Bushfires Management Act
Bushfire is a natural part of the Northern Territory (NT) landscape and environment, and like most natural events, it must be managed to prevent impacts on property, industry and, in extreme cases, human life.
The new Bushfires Management Act 2016 came into effect on 1 November 2016, replacing the old Bushfires Act.
The Bushfires Management Act 2016 provides the framework for managing bushfire in areas outside the Emergency Response Area of cities and towns in the NT.
For information on bushfire management, fire permits, survival plans and emergency information go to the Northern Territory Government website.
Read the Bushfires Management Act 2016
Key changes affecting Bushfire legislation
The key underlying principle of the previous legislation has been retained: landowners are responsible for the management of bushfires on their land. However, some significant changes did occur.
The Bushfires Management Act 2016 now:
- clarifies the role of Bushfires NT
- provides greater protection and recognition of volunteer fire fighters
- establishes a new planning framework for bushfire management based upon bushfire risk, and the preparation of regional bushfire management plans in consultation with land owners and other stakeholders
- continues to focus on fire management rather than fire exclusion
- clearly defines the roles of various stakeholders, including government, in bushfire management and strengthens the relationship between government and volunteer bushfire brigades
- retains the Bushfires Council and Regional Bushfires Committees and clarifies their roles through provision of terms of reference
- establishes a new capacity to prescribe bushfire management arrangements for an individual property where a bushfire risk assessment identifies that conditions on that property present a bushfire risk to neighbouring properties.
Consultation and review
A public consultation process generated submissions from a broad cross section of stakeholders. A set of recommendations has been drawn from those submissions, along with additional expert advice on trends in contemporary bushfire management legislation around Australia.

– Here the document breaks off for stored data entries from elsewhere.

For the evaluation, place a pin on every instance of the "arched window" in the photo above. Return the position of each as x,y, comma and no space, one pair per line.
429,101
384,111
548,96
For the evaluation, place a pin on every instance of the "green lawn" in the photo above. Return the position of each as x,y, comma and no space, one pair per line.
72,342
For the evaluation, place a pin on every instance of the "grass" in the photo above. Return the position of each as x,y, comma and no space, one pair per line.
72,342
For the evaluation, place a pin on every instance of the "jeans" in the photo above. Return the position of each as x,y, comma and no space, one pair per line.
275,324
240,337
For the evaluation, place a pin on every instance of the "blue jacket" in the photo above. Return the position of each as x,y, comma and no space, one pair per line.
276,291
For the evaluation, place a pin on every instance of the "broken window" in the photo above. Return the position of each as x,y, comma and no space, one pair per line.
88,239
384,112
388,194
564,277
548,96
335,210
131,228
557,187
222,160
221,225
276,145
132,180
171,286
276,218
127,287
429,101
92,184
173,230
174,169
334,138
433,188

The key themes to emerge from the submissions included calls to:
- maintain the underlying principle that fire management is the responsibility of the landholder
- retain the Bushfires Council and Regional Bushfire Committees as key stakeholder engagement bodies
- formalise and clearly define the operational roles undertaken by Bushfires NT in different regions, including the bushfire emergency response role currently undertaken in high risk areas close to major population centres
- recognise the different landscapes and risk profiles within the NT; recognise that they can change from season to season; and provide flexible and effective bushfire management arrangements
- establish a clear chain of command incorporating Bushfires NT staff and volunteers
- establish and ensure clarity of accountabilities and responsibilities of Bushfires NT, volunteer brigades and volunteers.
Submissions closed on 4 April 2016.
Read the law
Basic bushfire laws
Below is a summary of the basic fire laws in the NT, including information on fire bans and fire protection zones. For information regarding bushfire prevention and your responsibilities as a landholder or occupier visit SecureNT
Fire protection zones
Certain areas in the NT have been declared fire protection zones, which means fires can't be lit in those areas without a permit at any time of year.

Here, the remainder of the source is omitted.